Assume a set in $L^2$, $$A:= \{u ∈ L^2(\Omega) : a ≤ u(x) ≤ b \;\;a.e\}$$ where $\Omega \subset \mathbb{R}^n$ open and bounded. Is $A$ weakly sequentially closed? Is it bounded?
I have shown boundedness as follows:
To be bounded $A$ should have a finite diameter.
$$d(A)=max(||u_1-u_2||: u_1,u_2 \in A)\\ =max(||u_1||+||u_2||)= finite$$
as $u_1$ ,$u_2 \in L^2(\Omega)$.
Since, strong convergence $f_n\to f$ in this space implies existence of subseqence $f_{n_k}$ which is convergent to $f$ almost everywhere, the set $A$ is closed in strong topology. It is easy to observe that's $A$ is convex. But in any Banach space strongly closed and convex set is weakly closed. Since in any topological space a closed set is sequentially closed, therefore the set $A$ is weakly sequentially closed.
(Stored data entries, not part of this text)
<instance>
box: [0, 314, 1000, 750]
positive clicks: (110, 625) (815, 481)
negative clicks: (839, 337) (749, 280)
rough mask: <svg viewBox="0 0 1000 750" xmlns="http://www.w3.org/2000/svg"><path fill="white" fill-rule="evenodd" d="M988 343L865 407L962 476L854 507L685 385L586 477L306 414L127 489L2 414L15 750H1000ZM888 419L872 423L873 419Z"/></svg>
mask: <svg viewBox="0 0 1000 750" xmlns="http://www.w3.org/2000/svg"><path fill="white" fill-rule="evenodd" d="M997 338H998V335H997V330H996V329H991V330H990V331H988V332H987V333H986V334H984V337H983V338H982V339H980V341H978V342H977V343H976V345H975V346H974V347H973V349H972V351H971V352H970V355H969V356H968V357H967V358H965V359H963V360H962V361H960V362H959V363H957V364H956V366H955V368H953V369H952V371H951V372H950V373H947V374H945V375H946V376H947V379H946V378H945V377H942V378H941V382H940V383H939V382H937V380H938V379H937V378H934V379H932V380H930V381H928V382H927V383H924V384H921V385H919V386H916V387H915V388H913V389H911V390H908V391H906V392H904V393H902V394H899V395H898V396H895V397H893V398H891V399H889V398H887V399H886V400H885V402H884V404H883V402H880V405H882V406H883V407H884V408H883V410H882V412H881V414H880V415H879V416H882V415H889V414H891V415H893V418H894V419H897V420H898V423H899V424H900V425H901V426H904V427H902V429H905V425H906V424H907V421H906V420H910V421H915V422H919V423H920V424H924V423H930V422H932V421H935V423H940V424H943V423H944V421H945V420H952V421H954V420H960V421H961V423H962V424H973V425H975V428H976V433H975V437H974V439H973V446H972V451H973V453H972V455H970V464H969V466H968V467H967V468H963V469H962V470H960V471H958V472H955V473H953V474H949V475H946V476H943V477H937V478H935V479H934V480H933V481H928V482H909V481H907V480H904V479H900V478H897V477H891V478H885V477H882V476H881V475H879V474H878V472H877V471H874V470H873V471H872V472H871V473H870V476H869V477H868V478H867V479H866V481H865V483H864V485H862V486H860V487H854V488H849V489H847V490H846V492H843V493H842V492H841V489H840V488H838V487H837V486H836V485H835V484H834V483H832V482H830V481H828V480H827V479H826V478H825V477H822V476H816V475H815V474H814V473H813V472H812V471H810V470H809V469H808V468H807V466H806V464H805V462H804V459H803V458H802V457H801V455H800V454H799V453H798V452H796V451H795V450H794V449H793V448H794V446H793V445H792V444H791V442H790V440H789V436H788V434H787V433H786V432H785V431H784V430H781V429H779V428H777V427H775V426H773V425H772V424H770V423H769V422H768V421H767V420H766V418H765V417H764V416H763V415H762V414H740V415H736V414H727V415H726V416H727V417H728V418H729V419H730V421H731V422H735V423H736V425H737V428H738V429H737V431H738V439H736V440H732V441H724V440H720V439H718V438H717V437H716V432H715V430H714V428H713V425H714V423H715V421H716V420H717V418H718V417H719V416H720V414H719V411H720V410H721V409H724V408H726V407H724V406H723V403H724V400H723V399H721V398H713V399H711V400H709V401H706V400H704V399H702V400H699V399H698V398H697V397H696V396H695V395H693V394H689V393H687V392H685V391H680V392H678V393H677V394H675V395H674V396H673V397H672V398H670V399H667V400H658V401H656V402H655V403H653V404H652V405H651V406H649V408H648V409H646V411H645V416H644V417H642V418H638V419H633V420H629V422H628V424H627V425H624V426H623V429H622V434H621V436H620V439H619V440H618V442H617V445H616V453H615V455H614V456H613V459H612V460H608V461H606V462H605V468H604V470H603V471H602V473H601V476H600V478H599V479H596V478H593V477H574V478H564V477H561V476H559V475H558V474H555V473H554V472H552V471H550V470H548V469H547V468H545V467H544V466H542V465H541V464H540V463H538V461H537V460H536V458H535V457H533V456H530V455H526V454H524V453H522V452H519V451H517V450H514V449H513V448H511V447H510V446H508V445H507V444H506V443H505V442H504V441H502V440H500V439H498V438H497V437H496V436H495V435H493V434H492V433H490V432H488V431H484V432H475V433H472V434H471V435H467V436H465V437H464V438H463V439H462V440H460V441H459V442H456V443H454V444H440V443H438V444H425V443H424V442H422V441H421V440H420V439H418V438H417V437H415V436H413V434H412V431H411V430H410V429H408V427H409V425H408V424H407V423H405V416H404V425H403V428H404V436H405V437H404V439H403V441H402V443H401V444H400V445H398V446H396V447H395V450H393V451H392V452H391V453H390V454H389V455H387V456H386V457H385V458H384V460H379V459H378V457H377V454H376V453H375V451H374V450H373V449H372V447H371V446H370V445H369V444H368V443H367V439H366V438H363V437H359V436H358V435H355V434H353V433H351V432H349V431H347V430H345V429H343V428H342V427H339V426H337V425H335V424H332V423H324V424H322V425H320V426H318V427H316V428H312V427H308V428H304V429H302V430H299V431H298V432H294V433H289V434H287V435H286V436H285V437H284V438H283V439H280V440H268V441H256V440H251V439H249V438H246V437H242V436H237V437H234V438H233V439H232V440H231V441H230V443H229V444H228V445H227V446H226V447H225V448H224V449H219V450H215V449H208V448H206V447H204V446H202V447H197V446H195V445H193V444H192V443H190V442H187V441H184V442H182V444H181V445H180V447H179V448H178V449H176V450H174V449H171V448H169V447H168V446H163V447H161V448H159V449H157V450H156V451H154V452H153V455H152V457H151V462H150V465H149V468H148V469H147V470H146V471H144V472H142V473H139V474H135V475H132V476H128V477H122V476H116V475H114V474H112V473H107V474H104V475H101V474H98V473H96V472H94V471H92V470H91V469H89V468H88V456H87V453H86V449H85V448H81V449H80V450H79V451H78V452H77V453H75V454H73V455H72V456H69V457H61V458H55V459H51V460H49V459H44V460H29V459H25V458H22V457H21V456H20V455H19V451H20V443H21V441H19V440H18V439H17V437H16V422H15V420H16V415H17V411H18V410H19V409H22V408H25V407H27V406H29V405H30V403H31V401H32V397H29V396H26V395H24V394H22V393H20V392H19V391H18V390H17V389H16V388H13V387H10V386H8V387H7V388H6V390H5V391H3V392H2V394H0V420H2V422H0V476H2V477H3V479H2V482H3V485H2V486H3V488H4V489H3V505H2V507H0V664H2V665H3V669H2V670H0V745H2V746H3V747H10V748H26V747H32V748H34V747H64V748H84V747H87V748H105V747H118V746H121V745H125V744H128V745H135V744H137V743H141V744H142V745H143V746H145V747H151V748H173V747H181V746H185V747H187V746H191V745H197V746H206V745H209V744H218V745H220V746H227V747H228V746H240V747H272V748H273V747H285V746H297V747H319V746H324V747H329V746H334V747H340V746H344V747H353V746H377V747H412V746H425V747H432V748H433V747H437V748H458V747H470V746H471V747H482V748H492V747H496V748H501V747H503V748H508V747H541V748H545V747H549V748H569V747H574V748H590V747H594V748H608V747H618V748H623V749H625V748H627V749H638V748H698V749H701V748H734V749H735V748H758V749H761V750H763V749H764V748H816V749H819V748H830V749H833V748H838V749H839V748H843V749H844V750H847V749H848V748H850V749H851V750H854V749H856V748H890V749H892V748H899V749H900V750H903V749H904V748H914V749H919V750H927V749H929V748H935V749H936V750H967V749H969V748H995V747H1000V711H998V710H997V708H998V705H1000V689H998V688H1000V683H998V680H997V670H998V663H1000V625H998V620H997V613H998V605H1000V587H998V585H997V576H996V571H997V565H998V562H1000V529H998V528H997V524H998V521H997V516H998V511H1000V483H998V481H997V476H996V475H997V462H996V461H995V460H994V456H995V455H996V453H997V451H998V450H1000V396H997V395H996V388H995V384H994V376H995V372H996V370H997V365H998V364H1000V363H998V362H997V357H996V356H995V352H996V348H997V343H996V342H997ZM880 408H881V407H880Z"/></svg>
Your proof of boundedness seems circular. That for $u \in A$ the norm $\left\lVert u \right\rVert$ is finite, is what one needs to prove. We can show that
$$ \newcommand{\norm}[1]{\left\lVert#1\right\rVert} \norm{u}_{L^{2}(\Omega)} = \left( \int_{\Omega} |u(x)|^{2}dx \right)^{\frac{1}{2}} < \infty $$
by bounding
$$ \norm{u}_{L^{2}(\Omega)}^{2} = \int_{\Omega} |u(x)|^{2} dx \leq |\int_{\Omega} u(x)^{2} dx| \leq \int_{\Omega} \max{ \lbrace a^{2}, b^{2} \rbrace } dx = C \mu(\Omega) $$
That the set $$ A = \lbrace u \in L^{2}(\Omega) : a \leq u(x) \leq b \text{ a.e.} \rbrace $$ is closed can be shown, perhaps more clearly, by using a contradiction.
Let $(u_{n})_{n} \subset A$ and $u_{n} \rightarrow u$ as $n \rightarrow \infty$ in $L^{2}$ norm. And suppose that $u \not\in A$, meaning that there exists a subset $B \subset \Omega$ with $\mu(B) > 0$ where, without loss of generality, $u(x) > b$. Then, for some $\epsilon > 0$ and since $u_{n} \in A$ \begin{align*} \norm{u - u_{n}}_{L^{2}(\Omega)}^{2} &= \int_{\Omega} |u(x) - u_{n}(x)|^{2} dx \\ &= \int_{B} | \underbrace{u(x)}_{> b + \epsilon} - \underbrace{u_{n}(x)}_{\leq b} |^{2} dx + \underbrace{ \int_{\Omega \setminus B} |u(x) - u_{n}(x)|^{2} dx }_\text{$u_{n} \rightarrow u$ in $L^{2}$ pointwise} \\ &\geq \epsilon^{2} \mu(B) + 0 \\ &> 0 \end{align*} which is a contradiction since $u_{n} \rightarrow u$ in $L^{2}$. Therefore $u \in A$.